Tensor and tensor.data

Hi, I am trying to reproduce the DCGAN tutorial code.
In the code, there is weights_init() method to initialize weights of model.

m.weight.data.normal_(0.0, 0.02)

As I know, in 0.4.0 the Variable is replaced by the Tensor.
So I delete the data cause its already Tensor.

m.weight.normal_(0.0, 0.02)

Then I got an error below.

RuntimeError: Leaf variable was used in an in-place operation

It seems like I still use Variable under Tensor.

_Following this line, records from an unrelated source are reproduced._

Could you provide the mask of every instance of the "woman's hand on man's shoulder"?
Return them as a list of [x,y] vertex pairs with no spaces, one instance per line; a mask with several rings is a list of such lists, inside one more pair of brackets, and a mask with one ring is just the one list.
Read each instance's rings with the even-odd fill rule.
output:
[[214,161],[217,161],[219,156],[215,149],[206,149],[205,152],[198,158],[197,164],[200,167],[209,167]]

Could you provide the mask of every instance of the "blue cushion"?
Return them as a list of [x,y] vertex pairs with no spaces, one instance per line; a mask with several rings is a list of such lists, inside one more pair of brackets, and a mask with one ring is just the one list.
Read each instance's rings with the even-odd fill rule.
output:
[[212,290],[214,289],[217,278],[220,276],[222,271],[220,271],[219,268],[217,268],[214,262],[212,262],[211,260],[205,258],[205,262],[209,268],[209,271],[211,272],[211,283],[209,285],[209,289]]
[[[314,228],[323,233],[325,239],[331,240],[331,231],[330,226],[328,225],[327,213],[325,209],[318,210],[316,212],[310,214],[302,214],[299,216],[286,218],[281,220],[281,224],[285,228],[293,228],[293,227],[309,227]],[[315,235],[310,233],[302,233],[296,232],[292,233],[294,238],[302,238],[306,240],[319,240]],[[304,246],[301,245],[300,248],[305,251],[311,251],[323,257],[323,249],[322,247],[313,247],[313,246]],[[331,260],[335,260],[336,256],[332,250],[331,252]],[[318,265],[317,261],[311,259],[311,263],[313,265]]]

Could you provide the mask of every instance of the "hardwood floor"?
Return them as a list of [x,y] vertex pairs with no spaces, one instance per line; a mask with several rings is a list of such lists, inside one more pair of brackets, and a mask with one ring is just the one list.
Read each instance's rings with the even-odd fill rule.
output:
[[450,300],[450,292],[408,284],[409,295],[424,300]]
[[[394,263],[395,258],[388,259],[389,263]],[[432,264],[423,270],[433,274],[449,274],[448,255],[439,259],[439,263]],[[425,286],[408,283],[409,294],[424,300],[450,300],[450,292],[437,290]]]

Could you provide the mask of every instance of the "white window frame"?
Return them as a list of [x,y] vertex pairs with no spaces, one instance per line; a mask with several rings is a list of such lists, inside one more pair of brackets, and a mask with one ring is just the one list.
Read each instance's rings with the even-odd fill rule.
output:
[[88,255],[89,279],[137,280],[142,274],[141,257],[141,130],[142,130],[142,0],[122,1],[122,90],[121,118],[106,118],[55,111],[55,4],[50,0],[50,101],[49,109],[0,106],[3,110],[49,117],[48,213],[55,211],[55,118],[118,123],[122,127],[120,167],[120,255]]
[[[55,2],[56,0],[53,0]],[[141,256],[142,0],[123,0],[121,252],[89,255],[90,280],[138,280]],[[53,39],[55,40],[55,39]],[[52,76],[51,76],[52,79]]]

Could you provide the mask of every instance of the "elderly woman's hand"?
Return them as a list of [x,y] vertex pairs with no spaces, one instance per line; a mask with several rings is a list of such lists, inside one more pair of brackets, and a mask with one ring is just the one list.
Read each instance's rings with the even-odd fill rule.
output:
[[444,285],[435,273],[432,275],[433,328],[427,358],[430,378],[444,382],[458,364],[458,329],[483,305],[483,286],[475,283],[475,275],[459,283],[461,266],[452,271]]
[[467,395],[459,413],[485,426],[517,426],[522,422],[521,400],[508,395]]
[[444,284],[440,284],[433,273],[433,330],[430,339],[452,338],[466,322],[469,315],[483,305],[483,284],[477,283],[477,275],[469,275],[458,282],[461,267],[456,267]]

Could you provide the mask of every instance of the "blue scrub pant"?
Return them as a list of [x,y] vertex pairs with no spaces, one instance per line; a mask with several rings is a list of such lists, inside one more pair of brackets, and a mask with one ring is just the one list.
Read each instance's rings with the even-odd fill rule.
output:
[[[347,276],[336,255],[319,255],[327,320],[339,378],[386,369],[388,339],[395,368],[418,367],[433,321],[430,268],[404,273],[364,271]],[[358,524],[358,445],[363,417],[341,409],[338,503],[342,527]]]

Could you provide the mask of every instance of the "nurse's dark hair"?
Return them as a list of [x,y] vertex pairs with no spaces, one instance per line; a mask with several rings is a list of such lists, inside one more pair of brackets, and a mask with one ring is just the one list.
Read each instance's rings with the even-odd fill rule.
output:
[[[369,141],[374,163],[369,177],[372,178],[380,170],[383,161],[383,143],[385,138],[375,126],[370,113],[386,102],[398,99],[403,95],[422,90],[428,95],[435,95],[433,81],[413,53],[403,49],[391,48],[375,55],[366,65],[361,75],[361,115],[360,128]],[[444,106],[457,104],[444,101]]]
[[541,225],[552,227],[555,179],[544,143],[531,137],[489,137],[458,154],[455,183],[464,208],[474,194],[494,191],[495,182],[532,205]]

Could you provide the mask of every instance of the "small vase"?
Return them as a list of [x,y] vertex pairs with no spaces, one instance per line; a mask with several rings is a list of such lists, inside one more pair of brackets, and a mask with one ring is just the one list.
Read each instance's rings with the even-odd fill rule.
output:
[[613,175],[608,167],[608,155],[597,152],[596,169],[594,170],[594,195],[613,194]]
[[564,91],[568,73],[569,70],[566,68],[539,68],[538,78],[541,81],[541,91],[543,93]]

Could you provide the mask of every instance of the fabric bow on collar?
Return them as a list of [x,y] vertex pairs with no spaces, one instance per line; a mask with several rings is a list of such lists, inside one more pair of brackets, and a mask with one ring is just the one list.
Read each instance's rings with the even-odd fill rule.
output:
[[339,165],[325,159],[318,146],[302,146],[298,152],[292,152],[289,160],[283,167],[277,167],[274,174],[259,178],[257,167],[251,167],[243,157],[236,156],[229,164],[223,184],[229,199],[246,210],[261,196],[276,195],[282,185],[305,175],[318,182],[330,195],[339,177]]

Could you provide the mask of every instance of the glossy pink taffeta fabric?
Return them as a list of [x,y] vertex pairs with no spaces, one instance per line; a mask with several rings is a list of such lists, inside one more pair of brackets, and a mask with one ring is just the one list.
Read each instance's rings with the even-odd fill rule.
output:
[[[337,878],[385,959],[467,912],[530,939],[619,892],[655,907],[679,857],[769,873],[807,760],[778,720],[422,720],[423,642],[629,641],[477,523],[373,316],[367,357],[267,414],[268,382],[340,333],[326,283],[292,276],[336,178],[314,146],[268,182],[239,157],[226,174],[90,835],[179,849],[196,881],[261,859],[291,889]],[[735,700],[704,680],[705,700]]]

  • Could anyone help to understand current relationship of Tensor and Variable?
  • Why m.weight.normal_(0.0, 0.02) without .data doesn’t work?

Thanks.

1 Like

A leaf variable is a variable, which you created directly and which is not a result of an operation.
So in your case the parameters of your model are leaf variables and shouldn’t be modified in-place.
You can check if with:

m.weight.is_leaf

Using .data is still the way to go to initialize your model. @tom has a nice explanaition in this post.

.data wasn’t removed in the latest version and still has similar semantics. Have a look at the Migration Guide.

1 Like

So, when I understand correctly, both

    self.linear = torch.nn.Linear(num_x, num_y)
    self.linear.weight.data.zero_()
    self.linear.bias.data.zero_()

and

    self.linear = torch.nn.Linear(num_x, num_y)
    tmp = self.linear.weight.detach()
    tmp.zero_()

    tmp = self.linear.bias.detach()
    tmp.zero_()

would do the same thing in PyTorch 0.4, but detach() is generally recommended (the lower approach), since modifying .data in some different cases would lead to weird results (i.e., changing the .data of leaf variables during backpropagation and then calculating the gradient incorrectly, whereas detach() would result in a “safer” error instead)?

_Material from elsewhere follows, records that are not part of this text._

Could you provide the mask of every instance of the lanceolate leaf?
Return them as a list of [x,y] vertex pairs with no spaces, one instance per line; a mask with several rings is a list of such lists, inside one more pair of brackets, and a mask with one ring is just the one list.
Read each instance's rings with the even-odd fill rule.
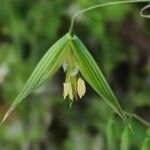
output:
[[67,53],[66,35],[58,40],[42,57],[33,73],[27,80],[22,91],[18,94],[9,110],[6,112],[1,124],[6,120],[13,109],[35,88],[43,84],[48,78],[51,78],[63,64]]
[[91,87],[114,109],[127,123],[127,118],[119,105],[115,95],[108,85],[103,73],[91,56],[87,48],[77,36],[69,37],[70,46],[76,58],[79,70]]
[[116,150],[116,142],[114,137],[114,120],[110,118],[106,125],[106,140],[107,140],[107,150]]
[[129,149],[129,129],[125,126],[121,135],[120,150]]

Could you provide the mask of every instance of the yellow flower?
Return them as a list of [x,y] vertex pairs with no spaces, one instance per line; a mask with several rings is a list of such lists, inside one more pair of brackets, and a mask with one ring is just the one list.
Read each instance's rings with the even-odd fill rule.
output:
[[71,100],[73,100],[73,93],[72,93],[72,86],[71,86],[71,83],[64,83],[64,99],[66,99],[67,96],[69,96],[69,98]]
[[[72,84],[73,85],[76,84],[77,88],[73,88]],[[82,98],[85,95],[85,92],[86,92],[85,82],[81,78],[79,78],[76,83],[69,81],[63,84],[64,99],[66,99],[66,97],[69,96],[69,98],[73,100],[74,97],[76,97],[75,95],[76,93],[79,95],[79,98]]]
[[85,86],[85,82],[81,78],[79,78],[77,81],[77,90],[78,90],[79,97],[82,98],[82,96],[84,96],[86,92],[86,86]]

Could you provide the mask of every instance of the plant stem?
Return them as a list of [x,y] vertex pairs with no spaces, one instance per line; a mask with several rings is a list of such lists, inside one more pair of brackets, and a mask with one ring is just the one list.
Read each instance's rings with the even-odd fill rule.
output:
[[144,124],[147,127],[150,127],[150,123],[146,120],[144,120],[143,118],[139,117],[138,115],[134,114],[134,113],[128,113],[128,112],[124,112],[127,116],[129,117],[133,117],[136,120],[138,120],[139,122],[141,122],[142,124]]
[[[85,13],[87,11],[90,11],[90,10],[93,10],[93,9],[96,9],[96,8],[100,8],[100,7],[105,7],[105,6],[111,6],[111,5],[119,5],[119,4],[128,4],[128,3],[145,3],[145,2],[150,2],[150,0],[126,0],[126,1],[116,1],[116,2],[108,2],[108,3],[102,3],[102,4],[98,4],[98,5],[94,5],[94,6],[91,6],[91,7],[88,7],[86,9],[83,9],[77,13],[75,13],[73,15],[73,17],[71,18],[71,24],[70,24],[70,28],[69,28],[69,34],[72,34],[72,31],[73,31],[73,25],[74,25],[74,22],[75,22],[75,18],[79,15],[81,15],[82,13]],[[150,8],[150,5],[147,5],[145,7],[143,7],[140,11],[140,15],[144,18],[150,18],[150,15],[144,15],[143,14],[143,11],[145,11],[146,9]]]

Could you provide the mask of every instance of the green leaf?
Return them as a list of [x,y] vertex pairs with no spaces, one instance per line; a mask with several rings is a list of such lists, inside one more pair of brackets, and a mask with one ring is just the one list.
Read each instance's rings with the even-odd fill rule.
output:
[[[109,104],[113,110],[128,124],[128,120],[107,83],[102,71],[98,67],[96,61],[91,56],[87,48],[77,36],[68,35],[70,46],[75,55],[77,66],[91,87]],[[128,124],[130,127],[130,125]]]
[[129,149],[129,129],[125,126],[121,135],[120,150]]
[[147,129],[147,134],[141,146],[141,150],[149,150],[149,149],[150,149],[150,128]]
[[63,36],[54,45],[52,45],[52,47],[50,47],[45,55],[41,58],[40,62],[37,64],[33,73],[24,85],[22,91],[20,91],[11,107],[6,112],[1,124],[28,94],[43,84],[48,78],[51,78],[61,67],[67,56],[67,41],[66,35]]
[[110,118],[106,125],[107,150],[116,150],[114,134],[114,120]]
[[141,150],[149,150],[150,149],[150,139],[146,137],[142,143]]

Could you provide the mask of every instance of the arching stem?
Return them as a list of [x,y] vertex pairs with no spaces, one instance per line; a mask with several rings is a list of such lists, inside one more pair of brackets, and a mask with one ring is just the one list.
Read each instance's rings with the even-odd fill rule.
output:
[[[105,7],[105,6],[111,6],[111,5],[119,5],[119,4],[128,4],[128,3],[145,3],[145,2],[150,2],[150,0],[126,0],[126,1],[116,1],[116,2],[108,2],[108,3],[103,3],[103,4],[98,4],[98,5],[94,5],[91,7],[88,7],[86,9],[83,9],[77,13],[75,13],[71,19],[71,24],[70,24],[70,28],[69,28],[69,34],[72,34],[73,32],[73,26],[74,26],[74,22],[75,22],[75,18],[77,16],[79,16],[82,13],[85,13],[87,11],[96,9],[96,8],[100,8],[100,7]],[[145,7],[143,7],[141,9],[140,15],[144,18],[150,18],[150,15],[144,15],[143,11],[145,11],[146,9],[150,8],[150,5],[147,5]]]
[[134,114],[134,113],[128,113],[128,112],[124,112],[127,116],[129,117],[133,117],[136,120],[138,120],[139,122],[141,122],[142,124],[144,124],[147,127],[150,127],[150,123],[146,120],[144,120],[143,118],[139,117],[138,115]]

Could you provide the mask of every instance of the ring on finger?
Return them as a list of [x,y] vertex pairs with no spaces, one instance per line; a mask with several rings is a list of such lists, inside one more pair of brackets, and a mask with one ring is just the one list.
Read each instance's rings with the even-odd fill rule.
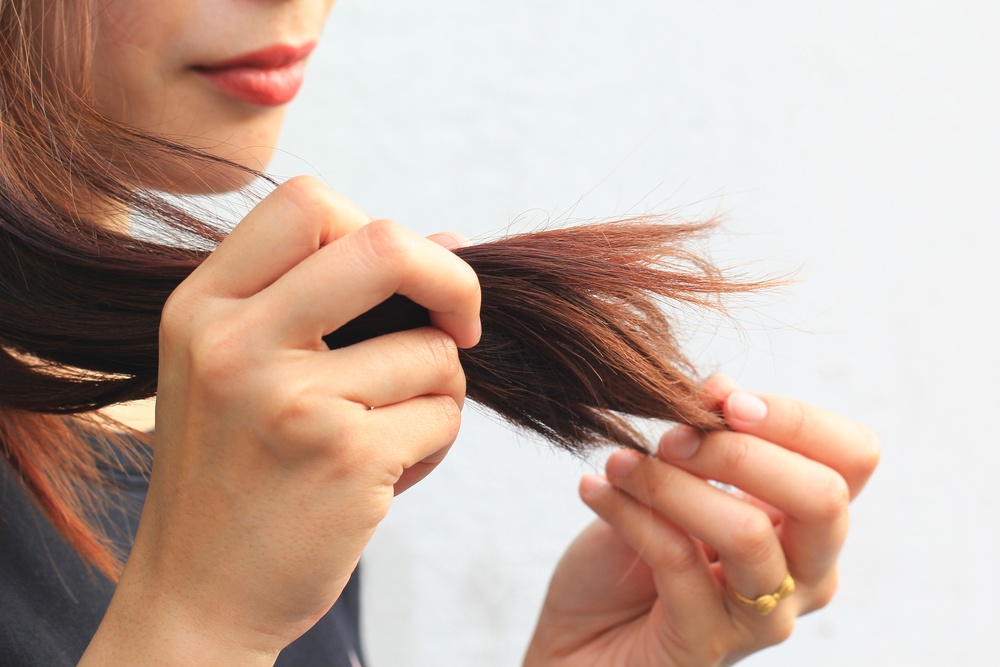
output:
[[792,578],[791,573],[786,573],[781,585],[778,586],[778,590],[753,599],[740,595],[731,586],[729,587],[729,592],[734,598],[751,607],[760,616],[767,616],[774,611],[779,602],[795,592],[795,580]]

Just curious, what’s a use-case of .data now that Variables have been deprecated, is this purely kept due to backwards-compatibility reasons?

Thanks for helps!
So the key is that somehow Pytorch blocks in-place operation on a leaf variable and .data is way to be a non-leaf variable.

Is there special reason for stricter blocking in case of the leaf variable?
I read that in-place operations are discouraged but not clear which of two is relevant with the leaf variable case.

1 Like

on a leaf variable and .data is way to be a non-leaf variable.

It would still be a leaf variable, but as far a I understand, .data would allow you to workaround the fact that it is a leaf variable and would allow an in-place modification during a forward pass nonetheless, which can be dangerous (since users may be unaware that in certain cases that this would lead to “unintended” gradient computations).

Is there special reason for stricter blocking in case of the leaf variable?
I read that in-place operations are discouraged but not clear which of two is relevant with the leaf variable case.

Have a look at the “What about .data?” section in the PyTorch 0.4 migration guide: https://pytorch.org/2018/04/22/0_4_0-migration-guide.html

Thanks for making my wrong words right.
Yes it will definitely stay as a leaf node.

About the migration part, I read and understand .data could be dangerous so detach() is recommended if in-place is necessary.

But when read it, I thought the part was saying about normal inner node cases. And there might be more critical issue for the leaf node case because pytorch not gave the strict “leaf variable was used …” error in this normal case.

Now it seems I made too much assumption.

Thanks for help!

Now that you pinged me, I prefer to initialize with with torch.no_grad():. :slight_smile:
But yeah, lots of places use .data to modify parameters (initialization, optimizers).

Best regards

Thomas

2 Likes

Could you post param init code with

with torch.no_nograd():

?

Most of the stock init functions use it these days, see torch/nn/init.py.

Best regards

Thomas

Can you give a detailed example? what’s your meaning is like as follows?

with torch.no_grad():
        m.weight.normal_(0.0, 0.02)

is it right?

Yeah, it’s the way to go. Previously, the underlying .data was used to initialize the weights, but it seems all was merged to syntax in your example.